Councils fund support for nearly 320,000 children with complex special educational needs and disabilities (SEND), but are facing a funding gap of almost £500 million.
In 2017/18 there were 319,819 children and young people with education, health and care (EHC) plans or statements. These set out the support a child with SEND (special educational needs and disability) should receive, funded through local councils.
There are many more children and young people who have special educational needs, but who fall below the threshold required for an EHC plan.
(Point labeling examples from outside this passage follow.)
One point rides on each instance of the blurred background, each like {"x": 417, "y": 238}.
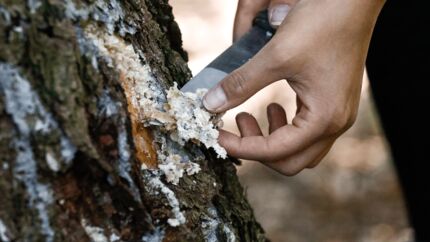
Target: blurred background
{"x": 353, "y": 195}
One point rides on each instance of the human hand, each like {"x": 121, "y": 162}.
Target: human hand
{"x": 320, "y": 49}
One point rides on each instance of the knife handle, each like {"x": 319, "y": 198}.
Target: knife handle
{"x": 246, "y": 47}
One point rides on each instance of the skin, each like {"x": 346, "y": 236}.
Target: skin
{"x": 320, "y": 49}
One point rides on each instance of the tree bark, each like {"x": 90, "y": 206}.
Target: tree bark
{"x": 78, "y": 154}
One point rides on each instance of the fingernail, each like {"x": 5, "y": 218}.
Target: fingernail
{"x": 278, "y": 13}
{"x": 214, "y": 99}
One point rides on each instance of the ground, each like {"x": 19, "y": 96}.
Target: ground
{"x": 353, "y": 195}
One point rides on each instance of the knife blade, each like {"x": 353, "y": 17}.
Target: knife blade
{"x": 234, "y": 56}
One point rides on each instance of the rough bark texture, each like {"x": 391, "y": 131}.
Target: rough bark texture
{"x": 77, "y": 163}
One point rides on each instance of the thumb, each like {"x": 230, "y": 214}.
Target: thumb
{"x": 242, "y": 83}
{"x": 278, "y": 10}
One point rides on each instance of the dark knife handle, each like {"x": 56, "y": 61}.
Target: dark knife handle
{"x": 247, "y": 46}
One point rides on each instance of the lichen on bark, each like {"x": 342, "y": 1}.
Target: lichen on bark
{"x": 73, "y": 144}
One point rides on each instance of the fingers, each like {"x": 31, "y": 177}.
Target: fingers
{"x": 276, "y": 116}
{"x": 283, "y": 142}
{"x": 307, "y": 158}
{"x": 245, "y": 13}
{"x": 248, "y": 125}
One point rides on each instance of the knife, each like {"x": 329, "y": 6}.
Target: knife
{"x": 235, "y": 56}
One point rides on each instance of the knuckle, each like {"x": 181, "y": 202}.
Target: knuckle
{"x": 235, "y": 85}
{"x": 290, "y": 170}
{"x": 338, "y": 121}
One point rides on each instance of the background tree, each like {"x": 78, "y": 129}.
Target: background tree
{"x": 83, "y": 130}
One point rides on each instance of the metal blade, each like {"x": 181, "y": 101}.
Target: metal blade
{"x": 234, "y": 57}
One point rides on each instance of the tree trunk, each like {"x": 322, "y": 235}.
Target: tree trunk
{"x": 83, "y": 88}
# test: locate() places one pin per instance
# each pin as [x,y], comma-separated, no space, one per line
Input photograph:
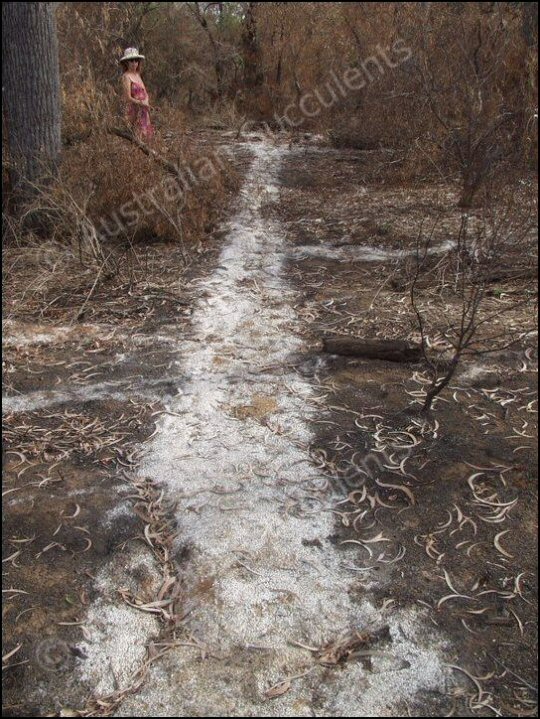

The funding for the additional support they need to fulfil their potential is met from mainstream school budgets.
New LGA research shows that councils are currently facing a SEND funding gap of almost £500 million in 2018/19, with many unable to provide the support children and young people need to get the best, not just get by.
In December 2018, the Government announced much welcomed additional funding, however this will only partially adress the gap, which is expected to reach £800 million by 2019/20, and a potential £1.6 billion by 2020/21.
So why have we reached this point?
Demand has gone up
In the last five years, the number of children and young people with a EHC plan has increased by 35 per cent, up from 237,111 in 2013/14. That compares to a rise of just 4 per cent in the previous five years (starting 2008/09).
This unprecedented demand for additional SEND support has been caused by a perfect storm of factors:
A change in expectations: the Children’s and Families Act 2014 rightly raised the expectations of parents and the aspirations of pupils through a new code of SEND practice expecting all children to receive the best possible education and support.
New legislation: many more young people aged 16 to 25 are now on EHC plans.
More children with complex needs: advances in life expectancy, more awareness and better diagnoses means there are now more children and young people with needs that are difficult to meet within mainstream schools.
Current secondary school attainment measures: do not currently reward schools with a high degree of inclusion.
This significant growth in demand has left councils struggling to provide the vital support children with SEND need.
Schools are under increasing pressure…
At the same time, funding pressures on mainstream schools as a result of inflation, increasing teachers’ pay and higher pension contributions for support staff, mean that many can’t provide extra support for complex needs.
By pursuing an EHC plan schools receive further funding from councils. But schools must meet the first £6,000 of any additional support required, leaving increasing numbers of pupils without the help they need.
… high needs specialist provision has increased…
Specialist schools are largely full and councils have found it difficult to create new provision.
Over the last five years the number of children and young people being educated in specialist schools and colleges went up by 24 per cent, from 105,442 in 2013/14 to 131,230 in 2017/18.
Many have to travel long distances, at great expense to councils, often to more costly independent provision, as a result of earlier cuts to specialist services. This year is the first year in which there are more children and young people with EHC plans in such schools than there are in mainstream education.
…and funding has stagnated
Councils have overspent their allocated budgets for children with SEND, known as the High Needs Block, for the last four years.
This has seen them ‘top up’ budgets with funding from elsewhere such as general schools budgets. However this flexibility to transfer funding has now been significantly curtailed by government restrictions, further exacerbating pressures on councils.
This makes it more difficult to invest in the early support services that can help children and young people integrate into a mainstream education rather than need more expensive specialist support, such as family-based early help services, speech and language therapies, physiotherapy and occupational services and child and adolescent mental health services (CAMHS).
Councils are now reaching a tipping point
Whilst it is encouraging that the Government has promised additional funding of £350 million over two years for specialist support and tailored facilities, it is not enough to fill the projected shortfall facing these vital services in England of almost £500 million for 2018/19.
This is more than double the gap they faced the previous year as councils struggle to cope with rising demand for support. The potential funding gap could be up to £1.6 billion by 2020/21.
There is simply not enough money to keep up with demand, leaving many councils unable to meet their statutory duties and meaning children with high needs or disabilities could miss out on a mainstream education.